Low back pain can be frightening especially when your pain is severe or you are experiencing it for the first time. The pain may feel intense and you may begin to worry there is something sinister going on. This is where your healthcare professionals should be utilised. Our Shepparton physiotherapists are well trained in recognising what is low back pain and what needs further investigation. Around 90-95% of low back pain is benign and usually related to either muscle or ligamentous tissue (Lateef & Patel., 2009).
It can be tempting to rush straight to an x-ray or MRI or another form of scan. However it is often unnecessary. In fact getting an MRI in the first 6 weeks of onset of your low back pain can actually be detrimental to your long term recovery.
Recommendations for imaging and low back pain:
(From research into this area the following recommendations are made to both the medical and allied health professions)
- In the first 4 to 6 weeks a lumbar (lower back) MRI should be used only if there are red flags present (which your healthcare professional will screen you for), or if you are aged <18, >65.
- After 6 weeks lumbar MRI should be used to exclude serious pathology
- Early imaging for low back pain results in:
- poorer outcomes
- poorer perceived prognosis
- more likely to have surgery
- Early MRI for non-specific low back pain is associated with
- higher risk of receiving compensation and not working at 1 year
- more likely to have early opioid use
- higher overall medical costs
(Webster et. al., 2010; Webster et. al., 2014)
These are important things to consider as not only is a scan not essential to treat your low back pain it can actually reduce your overall recovery.
If you get a scan, make sure your results are explained properly.
A lumbar MRI needs careful explanation to avoid the danger of false positives. Your physio can explain your scan as often things that are reported on your scan have nothing to do with your pain at all and are found in individuals without pain. Around 57% of those 60 years and older who have no symptoms have an abnormal scan, disc bulge is a common finding (Baker et. al., 2014). In the younger age group of 20-39 year olds we see at least one disc bulge in the lumbar spine for those with no symptoms (Baker et. al, 2014). This highlights the fact that your scan needs to be read by your healthcare professional and explained so that you understand what is actually relevant to you and your pain experience.
To summarise, low back pain is a common phenomenon and your physiotherapist can assist you to understand the acute management including whether a scan is required or not. In many cases reassurance and education can save time, money and most importantly improve outcomes for the short and long term.
Baker, A. D. (2014). Abnormal magnetic-resonance scans of the lumbar spine in asymptomatic subjects. A prospective investigation. In Classic Papers in Orthopaedics (pp. 245-247). Springer London.

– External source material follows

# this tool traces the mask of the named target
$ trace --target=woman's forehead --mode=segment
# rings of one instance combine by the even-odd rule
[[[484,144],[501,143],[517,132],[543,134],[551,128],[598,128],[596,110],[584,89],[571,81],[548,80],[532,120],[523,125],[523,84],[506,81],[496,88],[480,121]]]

Lateef, H., & Patel, D. (2009). What is the role of imaging in acute low back pain?. Current reviews in musculoskeletal medicine, 2(2), 69-73.
Webster, B. S., Choi, Y., Bauer, A. Z., Cifuentes, M., & Pransky, G. (2014). The cascade of medical services and associated longitudinal costs due to nonadherent magnetic resonance imaging for low back pain. Spine, 39(17), 1433.
Webster, Barbara S., and Manuel Cifuentes. “Relationship of early magnetic resonance imaging for work-related acute low back pain with disability and medical utilization outcomes.” Journal of occupational and environmental medicine 52, no. 9 (2010): 900-907.